Each year the Church calls us to enter wholeheartedly the penitential season of Lent in response to Our Lord’s challenge to be converted and to be a people of penance.
The word “penance” means a turning away from sin or, positively, a turning to God to do His will. Jesus provided us with a pattern of penance when He began His public life, going out into the desert to fast and pray for 40 days and nights.
Our observance of Lent must be more than a ritual. We must truly be penitent and converted in heart. We need to examine our lives and recognize the role sin has played in the things done and those left undone.

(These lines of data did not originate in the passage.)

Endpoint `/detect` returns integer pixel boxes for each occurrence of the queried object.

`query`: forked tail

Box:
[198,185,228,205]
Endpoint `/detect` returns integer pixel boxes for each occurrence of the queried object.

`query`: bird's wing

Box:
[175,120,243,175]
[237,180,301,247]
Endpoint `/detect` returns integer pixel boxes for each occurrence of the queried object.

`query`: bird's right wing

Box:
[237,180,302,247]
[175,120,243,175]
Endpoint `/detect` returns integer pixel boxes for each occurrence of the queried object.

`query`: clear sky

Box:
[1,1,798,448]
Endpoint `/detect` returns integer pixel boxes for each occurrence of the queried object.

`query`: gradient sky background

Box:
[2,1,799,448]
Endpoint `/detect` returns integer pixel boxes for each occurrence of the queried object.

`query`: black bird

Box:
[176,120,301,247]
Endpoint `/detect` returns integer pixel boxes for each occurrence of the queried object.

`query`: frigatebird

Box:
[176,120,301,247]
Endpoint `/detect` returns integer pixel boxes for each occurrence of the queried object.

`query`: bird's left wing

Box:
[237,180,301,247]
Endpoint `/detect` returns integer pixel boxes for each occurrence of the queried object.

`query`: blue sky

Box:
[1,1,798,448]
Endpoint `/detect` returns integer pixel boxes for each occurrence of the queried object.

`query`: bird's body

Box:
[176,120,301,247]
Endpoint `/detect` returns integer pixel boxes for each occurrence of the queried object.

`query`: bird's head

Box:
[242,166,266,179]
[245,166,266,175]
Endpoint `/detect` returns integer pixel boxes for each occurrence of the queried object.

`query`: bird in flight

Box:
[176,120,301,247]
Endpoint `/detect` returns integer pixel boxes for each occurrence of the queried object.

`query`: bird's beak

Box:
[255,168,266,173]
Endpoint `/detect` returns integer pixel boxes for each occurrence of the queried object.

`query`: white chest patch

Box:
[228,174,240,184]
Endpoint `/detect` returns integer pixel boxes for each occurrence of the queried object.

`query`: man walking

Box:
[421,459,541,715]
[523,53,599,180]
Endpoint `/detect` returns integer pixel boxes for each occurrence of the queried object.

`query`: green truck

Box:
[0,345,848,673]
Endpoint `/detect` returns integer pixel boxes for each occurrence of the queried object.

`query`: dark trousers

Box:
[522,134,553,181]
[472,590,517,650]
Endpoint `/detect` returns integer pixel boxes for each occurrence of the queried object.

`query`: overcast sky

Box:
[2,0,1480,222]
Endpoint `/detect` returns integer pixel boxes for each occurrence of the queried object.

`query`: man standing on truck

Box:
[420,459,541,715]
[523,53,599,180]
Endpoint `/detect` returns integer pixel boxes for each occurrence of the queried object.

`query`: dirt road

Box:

Interior repentance can lead us to a profound conversion to God.
The great fathers and teachers of the Church taught us that this conversion of heart will stir up an interior sadness which they called an affliction of the spirit, occasioned by our past failures. At the same time, they spoke of this sadness giving rise to a true heartfelt repentance. This is a special grace of God, who makes our heart return to Him.
The Church has always taught that saving acts of penance include prayer, fasting and almsgiving. These correspond to the fact that our sins offend God, self and neighbor.
In prayer, we seek the mercy and forgiveness of God and His grace to persevere in doing good. Fasting and other acts of mortification are aimed at the conquest of self. St. Paul compares this to the rigors of training by an athlete preparing for a race. Almsgiving and acts of charity are directed to making reparation for the harm done to others by our sinfulness.
St. Peter advised us that our charity toward others must be sincere “for love covers a multitude of sins” (1 Peter 4:8). Taken together these reflect a genuine repentence of heart. This is why the great spiritual writers have consistently described Lent as a special season of grace.
We pray that God’s grace will lead us in a wise and fruitful use of this time of penance.